In those cases, Lam said, closings occur with each party in a different room. Each party uses their own pens, and wears gloves and masks. He attributed those cases largely to attorneys who are uncomfortable with technology.
“There are still people with AOL accounts and insist on us faxing,” he said, but he argued that closing in escrow should become the industry norm for residential deals. “We’ve been doing it this way for years.”
Stern agreed. “A lot of the residential buyers like a physical closing, or they’re just used to it, but it’s not actually necessary,” the developer said.
Banking on the future
Debbas said some banks and mortgage brokers have also been slow to adjust.
“Most of the banks are box checkers and if it doesn’t fit the box, they can’t do it,” he said. However, he is optimistic that most will figure it out shortly because “it doesn’t seem like this situation is going away anytime soon.”
Pappas admitted that the process is “trickier” when lenders are involved, but noted that about a third of Starr’s remote closings had financing.
When Debbas is negotiating for buyers who need to borrow, he reverts to strategies he relied on following the 2008 crash, notably what he calls a “funding contingency.”
“[The deal]’s contingent upon the bank having the money on the day of the closing to show up with the funds,” he explained. “We’re trying to protect buyers from an absolute worst-case scenario of a total economic collapse.”
He said one developer agreed to a funding contingency last week on a $3 million unit in Brooklyn Heights.
Some lenders have adapted to virtual closings, though. Samantha Gordon of Wexler & Kaufman represented Citibank on two remote closings at Magnum’s 196 Orchard Street.
Now, Gordon is working on five other remote closings for lenders, sellers and buyers — and reports seeing “a lot of flexibility” as they prepare to close. She recounted one deal where the buyer and seller agreed to close but keep payment in escrow until the final walkthrough could be completed in-person.

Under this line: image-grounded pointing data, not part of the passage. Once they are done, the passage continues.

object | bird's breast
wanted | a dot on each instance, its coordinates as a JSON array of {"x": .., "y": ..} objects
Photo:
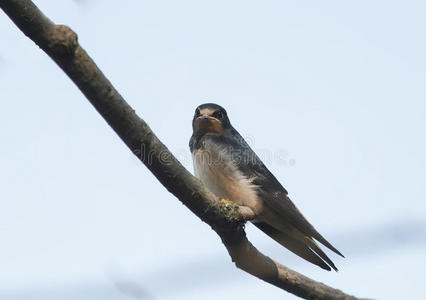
[{"x": 214, "y": 166}]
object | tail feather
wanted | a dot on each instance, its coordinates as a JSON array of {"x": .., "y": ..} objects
[{"x": 307, "y": 249}]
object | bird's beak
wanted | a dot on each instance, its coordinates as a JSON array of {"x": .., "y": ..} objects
[{"x": 208, "y": 124}]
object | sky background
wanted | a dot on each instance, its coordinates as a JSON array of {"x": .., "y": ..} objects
[{"x": 331, "y": 94}]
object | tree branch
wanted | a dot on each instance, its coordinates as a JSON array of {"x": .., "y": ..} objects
[{"x": 61, "y": 44}]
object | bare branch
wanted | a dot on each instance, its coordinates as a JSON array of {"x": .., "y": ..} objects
[{"x": 61, "y": 44}]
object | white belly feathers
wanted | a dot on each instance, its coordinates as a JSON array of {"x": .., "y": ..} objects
[{"x": 222, "y": 177}]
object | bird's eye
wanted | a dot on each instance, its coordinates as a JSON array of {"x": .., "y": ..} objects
[{"x": 218, "y": 114}]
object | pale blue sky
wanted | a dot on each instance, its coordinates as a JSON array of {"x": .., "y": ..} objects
[{"x": 330, "y": 93}]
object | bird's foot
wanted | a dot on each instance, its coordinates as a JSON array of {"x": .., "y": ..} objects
[{"x": 225, "y": 201}]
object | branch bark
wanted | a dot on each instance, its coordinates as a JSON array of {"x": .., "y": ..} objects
[{"x": 61, "y": 44}]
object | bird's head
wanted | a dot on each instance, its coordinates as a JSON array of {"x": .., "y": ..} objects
[{"x": 210, "y": 118}]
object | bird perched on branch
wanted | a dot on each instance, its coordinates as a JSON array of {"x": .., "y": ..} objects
[{"x": 229, "y": 168}]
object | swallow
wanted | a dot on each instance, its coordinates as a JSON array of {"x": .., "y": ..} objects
[{"x": 229, "y": 168}]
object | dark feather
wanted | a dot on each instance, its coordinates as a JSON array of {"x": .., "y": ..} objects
[
  {"x": 296, "y": 246},
  {"x": 270, "y": 190}
]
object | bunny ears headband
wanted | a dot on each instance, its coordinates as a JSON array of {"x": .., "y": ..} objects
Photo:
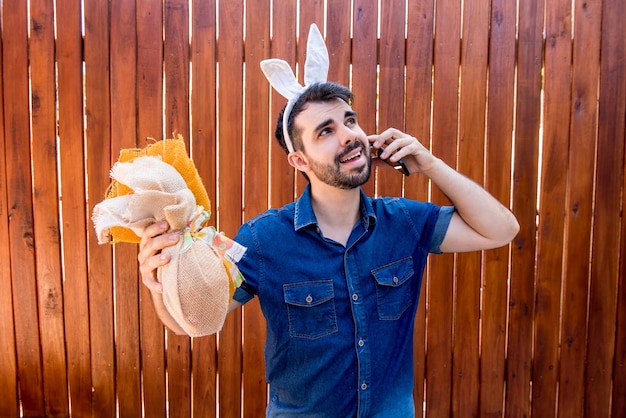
[{"x": 281, "y": 77}]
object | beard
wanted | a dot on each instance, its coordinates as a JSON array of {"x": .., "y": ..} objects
[{"x": 332, "y": 174}]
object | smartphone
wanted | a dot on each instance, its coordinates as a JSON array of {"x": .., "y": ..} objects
[{"x": 398, "y": 165}]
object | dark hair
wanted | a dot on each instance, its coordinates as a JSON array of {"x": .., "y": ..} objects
[{"x": 317, "y": 92}]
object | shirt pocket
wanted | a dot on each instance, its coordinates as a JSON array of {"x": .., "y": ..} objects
[
  {"x": 311, "y": 309},
  {"x": 393, "y": 288}
]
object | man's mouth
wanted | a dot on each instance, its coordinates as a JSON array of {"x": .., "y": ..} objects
[{"x": 354, "y": 155}]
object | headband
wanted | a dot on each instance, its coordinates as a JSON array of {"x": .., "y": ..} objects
[{"x": 281, "y": 77}]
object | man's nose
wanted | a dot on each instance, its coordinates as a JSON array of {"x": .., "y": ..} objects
[{"x": 347, "y": 136}]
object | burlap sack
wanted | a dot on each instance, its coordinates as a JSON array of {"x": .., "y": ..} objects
[
  {"x": 194, "y": 285},
  {"x": 199, "y": 281}
]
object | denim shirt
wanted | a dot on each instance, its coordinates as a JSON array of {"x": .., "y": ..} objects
[{"x": 340, "y": 319}]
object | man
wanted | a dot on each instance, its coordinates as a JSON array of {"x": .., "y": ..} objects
[{"x": 337, "y": 273}]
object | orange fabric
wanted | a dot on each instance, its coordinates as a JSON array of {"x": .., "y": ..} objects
[{"x": 173, "y": 152}]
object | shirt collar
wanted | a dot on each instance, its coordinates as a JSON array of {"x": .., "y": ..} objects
[{"x": 304, "y": 215}]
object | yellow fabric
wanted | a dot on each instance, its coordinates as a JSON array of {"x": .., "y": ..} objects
[{"x": 173, "y": 152}]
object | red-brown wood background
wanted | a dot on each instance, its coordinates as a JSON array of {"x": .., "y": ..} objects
[{"x": 527, "y": 97}]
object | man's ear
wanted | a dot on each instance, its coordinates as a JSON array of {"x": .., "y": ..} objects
[{"x": 298, "y": 161}]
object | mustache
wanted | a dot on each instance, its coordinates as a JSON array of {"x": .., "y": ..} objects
[{"x": 356, "y": 144}]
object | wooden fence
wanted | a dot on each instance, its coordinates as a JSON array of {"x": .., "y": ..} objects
[{"x": 527, "y": 97}]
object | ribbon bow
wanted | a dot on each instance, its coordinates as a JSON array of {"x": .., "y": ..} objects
[
  {"x": 229, "y": 251},
  {"x": 281, "y": 76}
]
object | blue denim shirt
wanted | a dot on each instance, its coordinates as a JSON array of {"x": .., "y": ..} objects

Schwartz reported similar accommodation from an unexpected source: co-op boards.
Co-ops are known for particularities. Alan Rosenbaum, the head of mortgage lender Guardhill Financial, and Citizen Bank’s Ace Watanasuparp, both recalled in a TRD Talks webinar experiencing challenges when working with co-op boards on remote deals during the pandemic.
Schwartz said his firm has sometimes gotten around this by taking on the tasks usually performed by managing agents. As of last week he had closed two co-op deals in escrow.
In one, involving financing, his firm took over the managing agent’s duties. In the second, the managing agent decided to scan board minutes and upload them to a Dropbox folder for a 12-hour window to allow Schwartz’s team to do due diligence. Usually, co-ops require that minutes be read while physically at the building. The Dropbox method is the only part of the remote closing process that Schwartz said he hopes will stick around, and some lawyers seem to agree.
Even Lam, from title insurer Cornerstone, admitted that the remote closings can have drawbacks. For instance, if a last-minute adjustment is made to any terms, initializing won’t suffice; all documents must be reissued and signed.
“It’s just a much more tedious process,” said Schwartz. “Unless we can perfect it a little bit better, I don’t see it continuing.”